My climbing partner, aka solemate, John works full time. That means our days on the rock are limited to the weekends. Incidentally, that's also when everyone else in the world can get out to climb.

 John and I have a remarkable number of identical pairs of shoes. I think we're up to 4 pairs of the exact same shoe, color and all.

John and I have a remarkable number of identical pairs of shoes. I think we're up to 4 pairs of the exact same shoe, color and all.

There are so many rock faces in the Blue Mountains which means it is always possible to find an empty one. The popular crags, however, might literally have lines of people waiting to get on the classic routes. Not this past weekend!

 On our way to a multi-pitch climb at Pierces Pass

On our way to a multi-pitch climb at Pierces Pass

It rained all week and also looked like it was very likely to rain as we headed out for the day. A few of the routes were dripping with water. Upper Shipley in Blackheath was practically empty!

Shipley is such a popular place that it feels like we sometimes do all the same routes. I tried out Girly Germs on the Hot Flyer Wall. I highly recommend it. The move by the third bolt stumped me for my first try on lead. I went right back up and sent it clean on top rope. Then I went back to lead it, only to fall once on an easy move just below the bolts. I had a stupid case of overconfidence. Night was closing in, so I will return another day and send it clean. Regardless, it was a fantastic day of climbing. I also love hiking out at dusk. Some of the best colors are highlighted at that time of day.

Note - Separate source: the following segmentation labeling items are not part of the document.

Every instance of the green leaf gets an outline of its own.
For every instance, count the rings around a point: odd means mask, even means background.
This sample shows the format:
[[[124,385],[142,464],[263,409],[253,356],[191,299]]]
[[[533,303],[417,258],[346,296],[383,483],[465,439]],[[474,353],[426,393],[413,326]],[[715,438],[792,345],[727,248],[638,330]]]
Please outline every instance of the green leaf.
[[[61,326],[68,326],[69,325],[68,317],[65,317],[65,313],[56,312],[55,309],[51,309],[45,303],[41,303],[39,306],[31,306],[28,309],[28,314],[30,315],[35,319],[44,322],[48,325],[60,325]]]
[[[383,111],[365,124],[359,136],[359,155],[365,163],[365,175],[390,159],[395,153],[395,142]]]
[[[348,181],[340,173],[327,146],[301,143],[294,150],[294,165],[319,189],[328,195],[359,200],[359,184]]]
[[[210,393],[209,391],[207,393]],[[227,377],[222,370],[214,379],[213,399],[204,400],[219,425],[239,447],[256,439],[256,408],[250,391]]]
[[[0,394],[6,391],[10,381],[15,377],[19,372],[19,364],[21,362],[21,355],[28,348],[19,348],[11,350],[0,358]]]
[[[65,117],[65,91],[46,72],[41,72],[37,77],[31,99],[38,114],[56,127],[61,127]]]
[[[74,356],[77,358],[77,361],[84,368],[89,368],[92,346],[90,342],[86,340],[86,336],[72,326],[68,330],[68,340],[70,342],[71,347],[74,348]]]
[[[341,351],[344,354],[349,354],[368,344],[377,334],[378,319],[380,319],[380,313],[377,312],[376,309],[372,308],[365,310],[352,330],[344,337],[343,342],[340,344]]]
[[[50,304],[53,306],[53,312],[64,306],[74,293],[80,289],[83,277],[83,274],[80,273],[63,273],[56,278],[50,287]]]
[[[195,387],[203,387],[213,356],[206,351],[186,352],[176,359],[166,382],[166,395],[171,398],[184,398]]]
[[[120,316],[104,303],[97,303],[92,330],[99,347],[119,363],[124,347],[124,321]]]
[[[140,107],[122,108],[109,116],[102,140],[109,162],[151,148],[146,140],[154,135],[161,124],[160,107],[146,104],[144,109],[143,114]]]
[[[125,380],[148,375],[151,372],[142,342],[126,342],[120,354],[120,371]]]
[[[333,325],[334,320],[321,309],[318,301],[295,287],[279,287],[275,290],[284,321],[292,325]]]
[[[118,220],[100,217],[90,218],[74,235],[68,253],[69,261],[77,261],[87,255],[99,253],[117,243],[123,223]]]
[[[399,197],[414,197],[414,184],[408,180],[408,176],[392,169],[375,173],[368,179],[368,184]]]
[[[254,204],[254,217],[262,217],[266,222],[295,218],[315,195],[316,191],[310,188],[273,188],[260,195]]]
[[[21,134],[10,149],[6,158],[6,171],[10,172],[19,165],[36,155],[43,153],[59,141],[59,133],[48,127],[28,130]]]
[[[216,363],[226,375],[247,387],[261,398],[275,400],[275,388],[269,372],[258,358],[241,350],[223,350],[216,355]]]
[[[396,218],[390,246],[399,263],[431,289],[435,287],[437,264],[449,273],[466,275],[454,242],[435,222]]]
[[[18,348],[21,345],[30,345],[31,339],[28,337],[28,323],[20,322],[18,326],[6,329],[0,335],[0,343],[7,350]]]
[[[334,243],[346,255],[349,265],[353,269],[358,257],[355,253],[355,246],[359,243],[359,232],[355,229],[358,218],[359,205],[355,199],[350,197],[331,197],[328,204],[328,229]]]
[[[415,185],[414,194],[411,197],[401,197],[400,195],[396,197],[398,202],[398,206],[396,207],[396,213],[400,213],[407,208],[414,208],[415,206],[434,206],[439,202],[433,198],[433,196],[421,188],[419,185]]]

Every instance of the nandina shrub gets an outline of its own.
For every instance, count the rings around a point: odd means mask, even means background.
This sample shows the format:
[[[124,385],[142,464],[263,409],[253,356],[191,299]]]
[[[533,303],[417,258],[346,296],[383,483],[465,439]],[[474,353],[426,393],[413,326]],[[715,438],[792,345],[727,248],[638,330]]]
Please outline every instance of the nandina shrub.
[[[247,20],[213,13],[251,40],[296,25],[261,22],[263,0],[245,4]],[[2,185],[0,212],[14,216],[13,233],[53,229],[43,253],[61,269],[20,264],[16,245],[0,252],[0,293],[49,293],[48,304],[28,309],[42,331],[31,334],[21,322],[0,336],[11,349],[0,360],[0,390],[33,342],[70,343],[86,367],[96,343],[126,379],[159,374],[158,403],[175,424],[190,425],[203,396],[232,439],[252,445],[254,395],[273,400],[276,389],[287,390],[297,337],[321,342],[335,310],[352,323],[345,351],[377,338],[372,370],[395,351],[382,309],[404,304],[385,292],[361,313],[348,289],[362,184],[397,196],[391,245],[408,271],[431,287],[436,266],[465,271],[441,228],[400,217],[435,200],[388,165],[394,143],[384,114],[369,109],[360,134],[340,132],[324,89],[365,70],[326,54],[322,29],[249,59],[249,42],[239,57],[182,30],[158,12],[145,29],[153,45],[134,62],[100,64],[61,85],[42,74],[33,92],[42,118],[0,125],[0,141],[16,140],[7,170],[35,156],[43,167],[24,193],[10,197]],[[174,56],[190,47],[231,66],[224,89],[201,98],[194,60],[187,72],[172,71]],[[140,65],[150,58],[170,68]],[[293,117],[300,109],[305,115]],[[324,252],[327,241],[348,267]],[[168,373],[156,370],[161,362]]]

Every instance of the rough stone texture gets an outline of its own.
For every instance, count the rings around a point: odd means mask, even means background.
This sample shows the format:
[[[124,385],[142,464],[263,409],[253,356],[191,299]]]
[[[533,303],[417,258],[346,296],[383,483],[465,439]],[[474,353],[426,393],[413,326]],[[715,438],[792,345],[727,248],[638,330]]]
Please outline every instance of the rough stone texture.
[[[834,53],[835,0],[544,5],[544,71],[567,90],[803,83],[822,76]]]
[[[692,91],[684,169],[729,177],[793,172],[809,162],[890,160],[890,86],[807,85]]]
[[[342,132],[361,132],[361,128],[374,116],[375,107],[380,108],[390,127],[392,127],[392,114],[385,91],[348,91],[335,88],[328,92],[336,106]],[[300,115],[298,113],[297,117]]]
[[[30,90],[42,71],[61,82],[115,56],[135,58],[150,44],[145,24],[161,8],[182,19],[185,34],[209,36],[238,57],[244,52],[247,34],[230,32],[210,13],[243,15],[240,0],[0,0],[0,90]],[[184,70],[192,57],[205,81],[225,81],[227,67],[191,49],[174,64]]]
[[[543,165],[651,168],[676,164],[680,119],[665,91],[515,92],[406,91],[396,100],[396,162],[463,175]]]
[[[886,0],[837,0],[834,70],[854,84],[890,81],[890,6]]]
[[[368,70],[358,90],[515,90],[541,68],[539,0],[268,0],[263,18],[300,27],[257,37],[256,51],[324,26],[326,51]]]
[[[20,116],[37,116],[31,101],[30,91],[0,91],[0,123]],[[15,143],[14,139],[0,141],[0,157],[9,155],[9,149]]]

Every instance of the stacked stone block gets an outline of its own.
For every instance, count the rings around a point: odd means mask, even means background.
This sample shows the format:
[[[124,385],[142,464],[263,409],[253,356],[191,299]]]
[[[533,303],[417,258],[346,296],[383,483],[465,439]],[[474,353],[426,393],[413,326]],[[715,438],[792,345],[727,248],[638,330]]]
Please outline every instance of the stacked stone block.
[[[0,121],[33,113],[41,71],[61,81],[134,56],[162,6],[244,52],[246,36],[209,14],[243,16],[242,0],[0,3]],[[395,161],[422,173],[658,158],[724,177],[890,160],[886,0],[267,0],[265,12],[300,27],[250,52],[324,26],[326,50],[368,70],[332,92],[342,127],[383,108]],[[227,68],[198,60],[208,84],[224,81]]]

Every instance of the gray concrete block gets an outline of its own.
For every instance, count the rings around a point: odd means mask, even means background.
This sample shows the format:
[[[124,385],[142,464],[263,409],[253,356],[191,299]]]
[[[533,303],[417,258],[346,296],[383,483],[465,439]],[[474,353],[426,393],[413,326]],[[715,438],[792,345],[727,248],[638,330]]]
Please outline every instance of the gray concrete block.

 The view from on top of the last climb of the day, Sexi Mexi.

The view from on top of the last climb of the day, Sexi Mexi.

Goodnight moon.

Rain and Yarn

I love rain! When it's sunny out, I feel guilty for wanting to stay inside and snuggle up with a good knitting project. When it's raining, however..... The climbing gear stays in the cabinet, guilt free.

Today was a lovely day full of mist fog and the very occasional spot of sunshine. The rain coincided perfectly with my workshop I was leading at the local knitting shop. Four fabulous ladies drove up from around Sydney to learn Entrelac. 

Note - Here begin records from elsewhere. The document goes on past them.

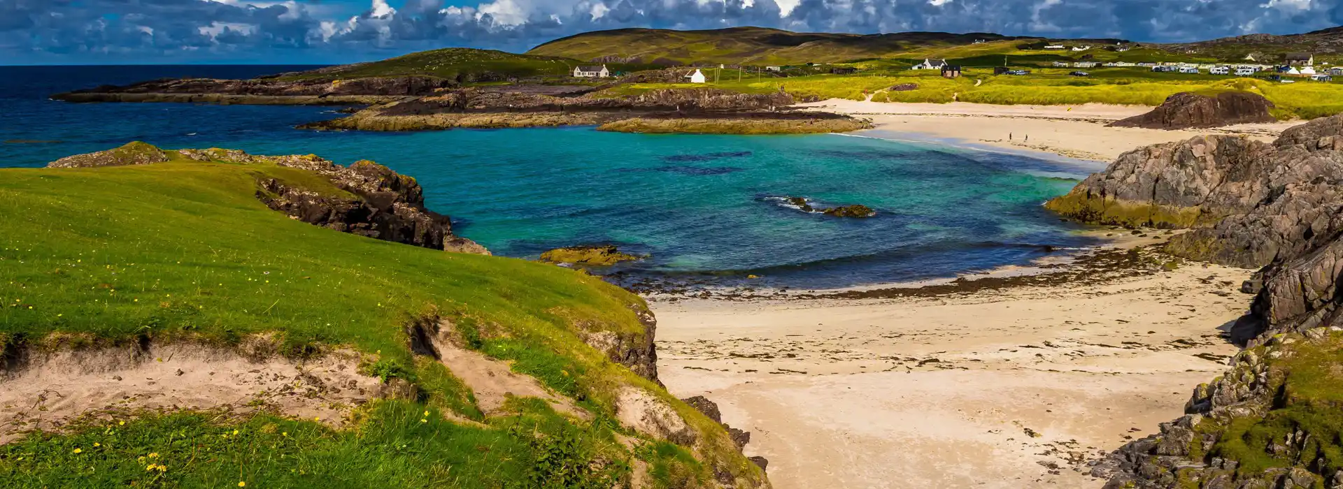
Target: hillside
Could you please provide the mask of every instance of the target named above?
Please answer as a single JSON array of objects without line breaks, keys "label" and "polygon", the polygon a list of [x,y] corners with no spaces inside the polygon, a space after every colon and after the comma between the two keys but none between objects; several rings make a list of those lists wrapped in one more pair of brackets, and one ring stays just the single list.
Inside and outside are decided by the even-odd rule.
[{"label": "hillside", "polygon": [[385,204],[352,173],[418,197],[325,165],[134,143],[0,170],[7,488],[768,486],[658,385],[639,297],[309,218]]},{"label": "hillside", "polygon": [[997,33],[803,33],[760,27],[708,31],[627,28],[584,32],[556,39],[529,55],[565,56],[592,62],[694,64],[804,64],[842,63],[941,47],[971,46],[975,40],[1002,42]]},{"label": "hillside", "polygon": [[281,80],[352,79],[371,76],[436,76],[470,82],[502,82],[513,78],[563,76],[579,62],[559,56],[516,55],[473,48],[445,48],[412,52],[380,62],[342,64],[313,71],[283,74]]},{"label": "hillside", "polygon": [[1222,60],[1241,60],[1246,55],[1254,54],[1261,63],[1279,63],[1284,52],[1309,52],[1315,54],[1317,63],[1322,62],[1322,58],[1338,63],[1343,59],[1343,27],[1305,33],[1252,33],[1197,43],[1152,46],[1171,52],[1203,55]]}]

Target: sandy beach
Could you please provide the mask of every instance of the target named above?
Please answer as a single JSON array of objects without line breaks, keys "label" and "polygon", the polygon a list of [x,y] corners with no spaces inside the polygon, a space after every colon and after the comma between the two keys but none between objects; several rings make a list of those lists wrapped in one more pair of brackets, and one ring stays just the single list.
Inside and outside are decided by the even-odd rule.
[{"label": "sandy beach", "polygon": [[[984,103],[885,103],[830,99],[800,107],[870,118],[877,126],[860,134],[894,138],[921,135],[1018,151],[1111,162],[1135,147],[1183,141],[1199,134],[1240,134],[1272,142],[1303,121],[1167,131],[1105,125],[1150,111],[1146,106],[995,106]],[[1009,139],[1010,137],[1010,139]]]},{"label": "sandy beach", "polygon": [[1237,348],[1249,271],[894,300],[655,301],[659,372],[752,431],[779,489],[1100,488]]}]

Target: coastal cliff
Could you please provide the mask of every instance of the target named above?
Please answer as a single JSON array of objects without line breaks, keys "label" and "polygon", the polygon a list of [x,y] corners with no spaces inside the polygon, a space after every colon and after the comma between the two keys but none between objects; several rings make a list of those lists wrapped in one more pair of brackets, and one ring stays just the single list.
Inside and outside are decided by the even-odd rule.
[{"label": "coastal cliff", "polygon": [[1194,228],[1166,251],[1262,267],[1230,328],[1245,350],[1183,418],[1100,461],[1107,488],[1343,486],[1340,177],[1343,118],[1331,117],[1272,145],[1199,137],[1135,150],[1049,202],[1088,222]]},{"label": "coastal cliff", "polygon": [[1125,153],[1046,208],[1092,224],[1193,229],[1170,253],[1244,268],[1331,240],[1343,201],[1343,118],[1288,129],[1273,143],[1206,135]]},{"label": "coastal cliff", "polygon": [[144,142],[60,158],[47,167],[102,167],[179,161],[234,165],[277,165],[324,177],[340,192],[314,189],[297,181],[259,178],[257,198],[295,220],[384,241],[462,253],[489,255],[485,247],[453,234],[447,216],[424,206],[415,178],[371,161],[340,166],[314,154],[265,157],[238,150],[165,151]]},{"label": "coastal cliff", "polygon": [[0,173],[7,486],[770,488],[659,385],[643,300],[438,252],[408,176],[146,143]]}]

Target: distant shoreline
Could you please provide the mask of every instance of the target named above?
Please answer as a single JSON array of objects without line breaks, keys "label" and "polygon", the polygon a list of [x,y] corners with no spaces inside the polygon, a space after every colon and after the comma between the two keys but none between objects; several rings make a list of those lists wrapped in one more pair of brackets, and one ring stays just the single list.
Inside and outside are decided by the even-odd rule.
[{"label": "distant shoreline", "polygon": [[1109,122],[1150,111],[1147,106],[1086,103],[1076,106],[998,106],[987,103],[896,103],[829,99],[798,107],[870,118],[872,131],[925,134],[967,145],[1011,151],[1056,154],[1111,162],[1129,150],[1201,134],[1237,134],[1270,142],[1304,121],[1237,125],[1199,130],[1107,127]]}]

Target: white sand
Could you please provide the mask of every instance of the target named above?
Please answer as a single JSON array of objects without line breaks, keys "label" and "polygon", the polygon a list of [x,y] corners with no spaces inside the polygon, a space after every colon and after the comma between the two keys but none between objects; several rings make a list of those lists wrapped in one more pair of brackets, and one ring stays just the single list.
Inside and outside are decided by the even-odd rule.
[{"label": "white sand", "polygon": [[1236,352],[1218,328],[1244,312],[1248,275],[1190,265],[962,297],[654,303],[658,370],[677,397],[706,395],[752,431],[747,453],[770,460],[779,489],[1099,488],[1073,468],[1179,417]]},{"label": "white sand", "polygon": [[[885,103],[830,99],[802,107],[870,118],[882,138],[941,138],[998,149],[1046,151],[1070,158],[1113,161],[1136,147],[1183,141],[1199,134],[1241,134],[1273,141],[1301,121],[1237,125],[1213,130],[1105,127],[1150,111],[1146,106],[995,106],[984,103]],[[1009,135],[1011,139],[1009,141]],[[1029,137],[1029,141],[1027,141]]]}]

Entrelac is a type of knitting that results in a fabric with a woven appearance. I first learned to knit four years ago just so I could eventually make something using this technique. It was obsession at first sight, and today I was able to share that skill with other crafters. 

Thank you for your generosity ladies. I can't wait to see your finished scarves!

If you're interested in learning Entrelac, I will be offering a few more workshops in the coming months at the Granny Square in Katoomba. Sign up at the shop or online here.

Very occasionally knitting and climbing do go together! It's like the ghostbusters crossing the streams though, do it with caution. Total protonic reversal.

Hopefully it will be sunny by Friday and we can get back on the rock.

Somewhere To Start

Dear Reader,

Beginnings are my nemesis. Ideas and interests flow though me like water coming down a raging waterfall. However, undertaking the process to actualize those ideas is daunting. What if I can’t do it? What if no one responds to my work? What if it sucks?

The only question that I need to remember to ask is, ‘Who cares?’ No one. Who am I to deny myself the experience of trying something new? I love change. The first step of a journey is just incredibly scary. That commitment means I may have to accept the possibility of failure.

This blog has been an idea on the back burner for a long time. The outdoors is where I feel most at home. I make things with my hands. Working with kids gives me indescribable joy. I struggle to be an environmentally engaged person. I live 9,238 miles from where I grew up. My only goal is to share the things that resonate with my lifestyle. Enjoy!